A total of 215 teachers took part in teacher development activities, including online introductory training, new teacher sessions, core training workshops, mastering teaching skills workshops, the KUMEC network meeting and our main teacher development event – the annual KUMEC teachers’ conference. We also supported 11 new tutors to attend the two-day Introduction to Teaching in Primary Care (ITTPC) courses run collaboratively by the London Deanery and London Medical Schools, including KUMEC.

As well as our teacher development workshop programme, ongoing teacher development and quality assurance were supported through online student evaluation of tutors; a teacher commendation system; regular emails to teaching practices; termly newsletters; telephone support and practice visits.

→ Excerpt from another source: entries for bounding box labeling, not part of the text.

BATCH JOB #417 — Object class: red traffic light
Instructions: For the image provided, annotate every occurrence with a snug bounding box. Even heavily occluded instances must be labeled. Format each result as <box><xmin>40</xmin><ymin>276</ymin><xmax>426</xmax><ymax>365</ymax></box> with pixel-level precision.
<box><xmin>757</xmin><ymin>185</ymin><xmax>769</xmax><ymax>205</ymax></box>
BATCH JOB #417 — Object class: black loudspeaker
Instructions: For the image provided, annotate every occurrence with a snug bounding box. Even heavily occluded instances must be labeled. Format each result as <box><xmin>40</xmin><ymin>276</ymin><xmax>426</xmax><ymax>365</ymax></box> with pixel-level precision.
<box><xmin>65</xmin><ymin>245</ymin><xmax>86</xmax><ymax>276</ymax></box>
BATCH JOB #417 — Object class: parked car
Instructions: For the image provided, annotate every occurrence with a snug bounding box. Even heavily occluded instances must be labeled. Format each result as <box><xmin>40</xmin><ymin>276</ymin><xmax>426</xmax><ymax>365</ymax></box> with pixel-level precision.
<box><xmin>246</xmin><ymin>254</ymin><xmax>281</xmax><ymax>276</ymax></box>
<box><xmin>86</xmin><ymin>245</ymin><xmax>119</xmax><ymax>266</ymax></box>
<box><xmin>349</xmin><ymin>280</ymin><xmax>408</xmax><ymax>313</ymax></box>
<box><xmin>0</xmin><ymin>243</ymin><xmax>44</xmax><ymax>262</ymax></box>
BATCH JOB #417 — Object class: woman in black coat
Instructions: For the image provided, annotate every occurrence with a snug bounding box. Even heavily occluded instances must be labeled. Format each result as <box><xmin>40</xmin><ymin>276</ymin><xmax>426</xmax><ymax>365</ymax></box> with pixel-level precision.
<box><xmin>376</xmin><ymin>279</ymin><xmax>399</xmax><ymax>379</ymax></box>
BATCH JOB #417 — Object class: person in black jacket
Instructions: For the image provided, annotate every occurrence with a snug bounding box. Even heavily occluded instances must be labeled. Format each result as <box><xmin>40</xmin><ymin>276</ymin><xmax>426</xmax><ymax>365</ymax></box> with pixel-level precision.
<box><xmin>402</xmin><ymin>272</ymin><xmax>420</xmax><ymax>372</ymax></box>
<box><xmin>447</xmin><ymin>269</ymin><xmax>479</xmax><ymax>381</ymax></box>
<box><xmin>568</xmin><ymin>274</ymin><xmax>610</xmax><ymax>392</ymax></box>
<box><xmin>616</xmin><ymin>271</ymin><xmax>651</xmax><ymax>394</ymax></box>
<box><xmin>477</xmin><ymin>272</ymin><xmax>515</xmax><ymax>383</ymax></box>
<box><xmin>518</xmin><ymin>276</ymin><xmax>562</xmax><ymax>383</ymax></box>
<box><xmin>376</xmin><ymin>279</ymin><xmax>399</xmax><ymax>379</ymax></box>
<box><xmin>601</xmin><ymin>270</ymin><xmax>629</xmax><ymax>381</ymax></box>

Focused practice visiting by KUMEC staff continues to be a major element of our teacher development for recruiting new practices, meeting new tutors within established teaching practices, and monitoring individual teacher or practice performance after student evaluation. This year we also relaunched our quality assurance visits, attending student teaching sessions at practices to see how teaching is happening “on the ground”. Between July 2013 and July 2014 a total of 53 recorded practice visits were completed out of a total of 233 teaching practices (excluding 79 Independent practices spread across the country, who teach Phase 5 students.) Most of the KUMEC team were involved in the visits and the process and outcomes of the visits were discussed and reviewed in the quarterly meetings of the Evaluation Sub Group which now incorporates the Practice Visit Group.